そんな夜娃華の姿に私は、自身の身に迫る危険よりも、夜娃華がどこかに行ってしまうんじゃないかという予感に恐怖した。
だから私は叫ぶ。
「夜娃華っ、ダメ!」
「!?」
ビクリと、心ここに在らずだった夜娃華の肩が跳ねる。声が届いたんだと分かる。
こちらを振り返った夜娃華の瞳が、段々と焦点を結んでいき、そして、
「夕花、こっちへ!」
「あっ」
駆けだした夜娃華が私の手を引く。するとあっさり河童は腕を放し、私は夜娃華に引き摺られるように祠の前まで連れていかれる。
「夕花、祈って!」
「祈るって、何をっ?」
「何でもいい! 今はただ、恐怖を忘れるようにして!」
夜娃華が何故そんな事を言うのか、唐突過ぎて訳が分からなかった。しかし、そうしなければいけないのは分かった。既に恐怖は無い。だから私は目を瞑り、祈る。今、一番大切なモノのことを想って。
夜娃華のことを想って。
どれくらいそうしていただろう。数秒か、数分か、波の音と、隣から聞こえる夜娃華の息遣いだけしか感じ取る事が出来ない。

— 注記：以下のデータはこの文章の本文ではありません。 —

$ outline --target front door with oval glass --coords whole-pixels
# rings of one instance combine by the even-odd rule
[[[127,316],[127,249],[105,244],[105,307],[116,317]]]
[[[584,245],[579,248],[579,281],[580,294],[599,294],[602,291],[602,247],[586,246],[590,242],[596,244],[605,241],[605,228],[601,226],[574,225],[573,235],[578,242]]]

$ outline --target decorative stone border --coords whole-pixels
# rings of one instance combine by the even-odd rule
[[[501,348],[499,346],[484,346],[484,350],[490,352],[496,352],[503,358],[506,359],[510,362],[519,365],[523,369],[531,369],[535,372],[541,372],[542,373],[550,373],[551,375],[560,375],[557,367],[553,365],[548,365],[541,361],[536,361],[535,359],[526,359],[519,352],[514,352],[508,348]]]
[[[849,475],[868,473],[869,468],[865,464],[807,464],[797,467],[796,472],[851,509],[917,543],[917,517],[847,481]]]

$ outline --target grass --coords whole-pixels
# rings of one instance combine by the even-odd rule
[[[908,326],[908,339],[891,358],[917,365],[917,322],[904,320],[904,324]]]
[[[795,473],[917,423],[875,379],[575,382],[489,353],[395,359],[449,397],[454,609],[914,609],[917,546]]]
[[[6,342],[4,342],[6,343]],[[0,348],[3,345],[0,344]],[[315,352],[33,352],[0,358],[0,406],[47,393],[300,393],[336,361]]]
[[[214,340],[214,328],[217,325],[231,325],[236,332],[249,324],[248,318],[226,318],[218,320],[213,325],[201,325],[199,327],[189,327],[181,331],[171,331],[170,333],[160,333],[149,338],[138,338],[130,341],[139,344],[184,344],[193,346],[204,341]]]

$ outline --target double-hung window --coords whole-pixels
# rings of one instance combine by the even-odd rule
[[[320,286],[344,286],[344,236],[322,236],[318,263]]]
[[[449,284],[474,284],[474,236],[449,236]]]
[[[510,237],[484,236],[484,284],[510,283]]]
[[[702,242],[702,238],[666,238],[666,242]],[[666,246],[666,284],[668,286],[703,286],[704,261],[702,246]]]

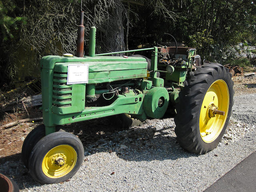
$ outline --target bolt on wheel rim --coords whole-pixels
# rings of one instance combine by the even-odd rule
[[[44,174],[50,178],[59,178],[73,169],[77,160],[76,150],[68,145],[61,145],[51,149],[45,155],[42,164]]]
[[[199,129],[204,142],[210,143],[219,135],[227,119],[229,106],[228,85],[222,80],[217,80],[207,90],[200,111]],[[222,112],[220,113],[223,115],[212,113],[216,111]]]

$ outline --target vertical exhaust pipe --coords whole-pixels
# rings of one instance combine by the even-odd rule
[[[77,41],[76,44],[76,56],[84,56],[84,12],[80,13],[80,22],[77,32]]]
[[[90,30],[90,42],[89,42],[89,56],[95,56],[95,46],[96,46],[96,28],[91,27]]]

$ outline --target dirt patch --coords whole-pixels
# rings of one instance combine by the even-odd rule
[[[256,75],[234,76],[232,78],[232,80],[235,95],[256,93]]]

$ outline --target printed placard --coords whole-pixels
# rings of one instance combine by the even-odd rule
[[[68,65],[67,84],[88,83],[88,64]]]

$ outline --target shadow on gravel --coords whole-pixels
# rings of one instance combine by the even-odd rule
[[[152,124],[150,121],[149,124]],[[157,126],[161,127],[159,124]],[[128,130],[118,130],[118,127],[113,118],[105,118],[66,125],[61,128],[78,136],[87,158],[102,152],[115,153],[118,158],[130,161],[176,160],[198,156],[180,146],[174,133],[174,126],[164,125],[160,129],[148,124]],[[13,178],[20,189],[42,185],[29,174],[20,153],[0,158],[0,172]]]

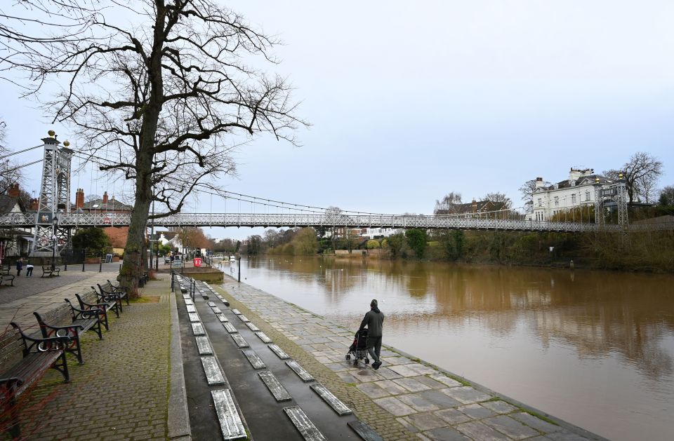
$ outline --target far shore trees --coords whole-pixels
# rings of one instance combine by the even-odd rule
[[[100,170],[133,182],[119,278],[136,295],[148,219],[180,212],[195,189],[219,194],[253,137],[296,144],[305,123],[287,80],[261,69],[279,41],[214,0],[100,0],[77,13],[77,33],[22,41],[11,59],[32,92],[64,86],[46,111],[75,128]]]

そして、夜娃華の声が聞こえた。
「行ったみたいね」
夜娃華が立ち上がる音がして、私も目を開ける。
「あ、居なくなってる」
見回すと、さっきまでそこに居た河童達が消えていた。
「何が起こったの?」
「彼らの役割に従っただけよ」
「役割?」
「ええ。本来、彼らは神ではないかもしれない。けれど、この町で彼らは確かに神であり、神の役割は自らを祀るものを導く事。彼らに対して恐怖を覚えず、真摯な気持ちで祈る。そうすれば、彼らは応えてくれる。神として」
夜娃華の言う理屈は分かるような、分からないような、そんな感じだった。でも実際に彼は私たちを襲わずに消えたのだから、夜娃華の言っている事は正しいのだろう。神ではなくても、彼らは神としての役割を守っているのだ。
「……さて、帰りましょうか」
そう言って、夜娃華は来た道を引き返そうとする。しかし、私は夜娃華に訊きたい事があった。
「夜娃華、待って」
後ろから、夜娃華の手を取る。
「何?」
不思議そうに、夜娃華が私を見つめた。
「夜娃華はさっき、どこに行こうとしていたの?」
「……やっぱりあなたには全部お見通しなのね」
手を握ったまま、夜娃華は祠の方を見る。
「さっき、あの場所には“向こう側”への入り口があった。多分、彼らが出入りする為のもんだったのだと思うけれど、だから、私はあそこへ――」
「どこにも行かないでって言った!」
言葉の先を言わせず、私は声を被せる。
「夕花?」
「夜娃華が向こう側を求める気持ちは分かるよ? でも、私が居るから。私が、夜娃華の居場所になるから、どこにも行かないでっ……ううん、どこにも行かせないからっ!」
「……その言葉、まるで告白みたいね」
「告はっ!? ち、違っ……私はそういう意味ではっ……!?」
「分かっているわ」
夜娃華が私を抱き締めてくる。
「ごめんなさい。まだ、分からないの。自分のこと」
「夜娃華のこと?」
「自分が何をしたいのか、何を求めているのか。多分、私は人より好奇心が強いのかもしれない。“向こう側”に行けば、全部が分かるって、そう考えてしまうの」
夜娃華の瞳が私を見つめる。こんな時なのに、綺麗なその瞳に釘づけになってしまう私がいた。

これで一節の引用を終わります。